Luke tells the true story (Luke 7) of Jesus having dinner at the house of one of the religious leaders. While there, a woman comes in. Not just any woman…THAT woman. Her ill reputation around town should have kept her from entering this respectable house. But she wasn’t concerned with what others thought. She began to wash his feet with her tears, kissed them, and poured perfume over them.
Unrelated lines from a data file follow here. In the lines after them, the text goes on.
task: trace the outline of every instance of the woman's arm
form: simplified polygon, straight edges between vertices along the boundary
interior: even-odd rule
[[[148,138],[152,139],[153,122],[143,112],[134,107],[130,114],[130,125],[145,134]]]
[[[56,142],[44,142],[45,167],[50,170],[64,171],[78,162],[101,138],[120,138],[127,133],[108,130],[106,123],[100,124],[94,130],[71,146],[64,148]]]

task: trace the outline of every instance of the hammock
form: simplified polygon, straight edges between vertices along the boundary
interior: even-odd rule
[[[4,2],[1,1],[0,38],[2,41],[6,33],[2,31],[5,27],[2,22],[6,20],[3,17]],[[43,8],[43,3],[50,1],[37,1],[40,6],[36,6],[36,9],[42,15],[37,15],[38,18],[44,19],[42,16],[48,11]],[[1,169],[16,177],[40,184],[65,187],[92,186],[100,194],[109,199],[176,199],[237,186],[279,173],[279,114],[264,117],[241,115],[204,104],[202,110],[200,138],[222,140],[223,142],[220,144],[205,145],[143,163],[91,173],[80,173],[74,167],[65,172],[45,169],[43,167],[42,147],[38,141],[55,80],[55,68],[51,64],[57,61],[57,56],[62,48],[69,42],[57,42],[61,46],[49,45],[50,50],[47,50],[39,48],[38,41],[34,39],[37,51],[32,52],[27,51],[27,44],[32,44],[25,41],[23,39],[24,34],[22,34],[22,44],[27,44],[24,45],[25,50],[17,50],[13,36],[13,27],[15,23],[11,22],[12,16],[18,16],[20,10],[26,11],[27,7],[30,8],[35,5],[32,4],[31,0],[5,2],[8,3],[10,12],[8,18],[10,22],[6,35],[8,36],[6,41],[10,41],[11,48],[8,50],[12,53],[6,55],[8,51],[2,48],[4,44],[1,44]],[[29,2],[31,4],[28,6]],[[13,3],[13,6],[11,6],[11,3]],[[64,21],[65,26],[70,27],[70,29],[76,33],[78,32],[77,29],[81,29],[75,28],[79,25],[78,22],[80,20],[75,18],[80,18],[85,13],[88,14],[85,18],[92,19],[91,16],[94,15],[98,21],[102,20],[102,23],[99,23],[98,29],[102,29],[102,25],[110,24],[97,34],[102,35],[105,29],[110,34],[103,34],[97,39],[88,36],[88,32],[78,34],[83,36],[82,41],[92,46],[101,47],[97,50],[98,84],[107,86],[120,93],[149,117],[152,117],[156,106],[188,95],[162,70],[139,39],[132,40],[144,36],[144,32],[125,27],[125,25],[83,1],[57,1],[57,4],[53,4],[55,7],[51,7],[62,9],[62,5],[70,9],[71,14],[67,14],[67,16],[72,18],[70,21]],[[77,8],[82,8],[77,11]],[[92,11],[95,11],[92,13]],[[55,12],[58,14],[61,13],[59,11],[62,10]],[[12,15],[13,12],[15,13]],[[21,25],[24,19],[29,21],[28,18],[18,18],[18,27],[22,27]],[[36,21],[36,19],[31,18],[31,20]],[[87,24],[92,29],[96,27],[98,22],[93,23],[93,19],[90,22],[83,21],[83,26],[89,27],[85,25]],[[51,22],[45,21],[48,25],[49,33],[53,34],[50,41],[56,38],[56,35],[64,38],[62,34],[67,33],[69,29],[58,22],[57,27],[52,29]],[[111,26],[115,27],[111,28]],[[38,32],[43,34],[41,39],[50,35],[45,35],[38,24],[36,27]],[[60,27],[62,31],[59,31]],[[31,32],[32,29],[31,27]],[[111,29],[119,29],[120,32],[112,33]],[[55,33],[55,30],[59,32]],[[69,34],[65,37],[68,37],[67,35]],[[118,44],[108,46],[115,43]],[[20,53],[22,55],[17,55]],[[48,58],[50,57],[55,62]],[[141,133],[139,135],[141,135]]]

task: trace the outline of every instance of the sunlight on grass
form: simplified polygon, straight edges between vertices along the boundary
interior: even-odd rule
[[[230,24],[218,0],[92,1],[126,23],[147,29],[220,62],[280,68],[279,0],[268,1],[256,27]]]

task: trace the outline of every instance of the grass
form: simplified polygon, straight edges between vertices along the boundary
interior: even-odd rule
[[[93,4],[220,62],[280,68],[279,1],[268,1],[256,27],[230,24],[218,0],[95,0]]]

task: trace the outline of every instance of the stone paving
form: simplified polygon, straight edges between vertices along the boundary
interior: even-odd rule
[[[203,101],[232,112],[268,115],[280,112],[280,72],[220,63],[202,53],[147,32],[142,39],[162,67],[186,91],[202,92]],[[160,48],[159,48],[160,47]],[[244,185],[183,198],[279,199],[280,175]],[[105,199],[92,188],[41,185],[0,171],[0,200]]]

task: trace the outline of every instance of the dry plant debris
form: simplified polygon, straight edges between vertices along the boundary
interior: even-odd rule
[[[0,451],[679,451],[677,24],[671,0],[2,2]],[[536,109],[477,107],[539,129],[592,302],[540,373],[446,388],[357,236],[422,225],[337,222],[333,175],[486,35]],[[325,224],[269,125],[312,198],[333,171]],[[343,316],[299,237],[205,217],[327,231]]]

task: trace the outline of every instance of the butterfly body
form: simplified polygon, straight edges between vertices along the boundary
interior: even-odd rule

The pharisee Simon thought to himself that if Jesus were really a prophet, he would know what kind of a woman this was, and presumably would send her away with disdain. Jesus tells Simon about a moneylender who forgave two men their debts, one who owed much money and another who owed less. Jesus asked Simon which man would love the moneylender more, the one who owed much or the one who owed little. Simon correctly answered, the one who owed much. Jesus responded that this same woman who came to worship him and wash his feet showed him much love while Simon who was the host showed him little.
Jesus concludes that those who are forgiven much love much but those who are forgiven little love little. Then he forgave the woman of her sins. And when the guests murmured about this, he helped her faith again by saying, “Your faith has saved you; go in peace” (Luke 7:50).
If you had been a guest that evening, what would you thought as you walked home? Maybe like Simon, you would have remarked at the shameful woman who interrupted this special event. Or maybe you would have left amazed at the humility and love shown by the woman you had earlier judged. Or would you have left with a sense of awe and wonder about a man who could forgive sins, even THOSE sins?
As I leave this story, I think about how very large a pile of debt was created by my own wrongdoings. How about you? Perhaps in our eyes, it has become all past events, washed away and forgotten. In one sense, that’s true. When we confess our sins, Jesus forgives them and casts them away, remembering them no more. But I wonder, if we truly remembered each day how great a debt was forgiven, would we respond more like that woman whose only motivation and driving ambition was to worship the one who forgave her? How it would affect our daily worship if we remembered how great the grace was that washed over us. Maybe it would drive us to an authentic worship based on great love, not Sunday habits and rituals.
It’s the battle we all face: the shame of falling short, of not measuring up, of pursuing self in place of pursuing God. There is no self-cure; only the repentant heart that invites the forgiveness of Jesus. But sometimes we believe the lie instead of the truth. The lie says, “You’ve battled this sin all your life; you can’t overcome it.” The lie says, “You’re not worthy.” The only way to fight the lies is to take up the truth – God’s faithful promise of grace and peace that come from a repentant heart. Shame has no power over a heart fully given to God for this is what he promises:
“Seek the Lord while he may be found; call upon him while he is near; let the wicked forsake his way, and the unrighteous man his thoughts; let him return to the Lord, that he may have compassion on him, and to our God, for he will abundantly pardon” (Isaiah 55:6–7).
“If we confess our sins, he is faithful and just to forgive us our sins and to cleanse us from all unrighteousness” (1 John 1:9).
“Everyone who believes in him receives forgiveness of sins through his name” (Acts 10:43).
Worship is not adherence to a set of dos and don’ts. It’s not a ritual of dressing up and going to church. True worship is going to Jesus full of love and gratitude wherever you find him, any time of any day. It is the deep acknowledgment that we are sinners in need of a gracious Savior, the only one who can pronounce peace upon our soul.
Confess. Receive forgiveness. Worship fully. Go in peace.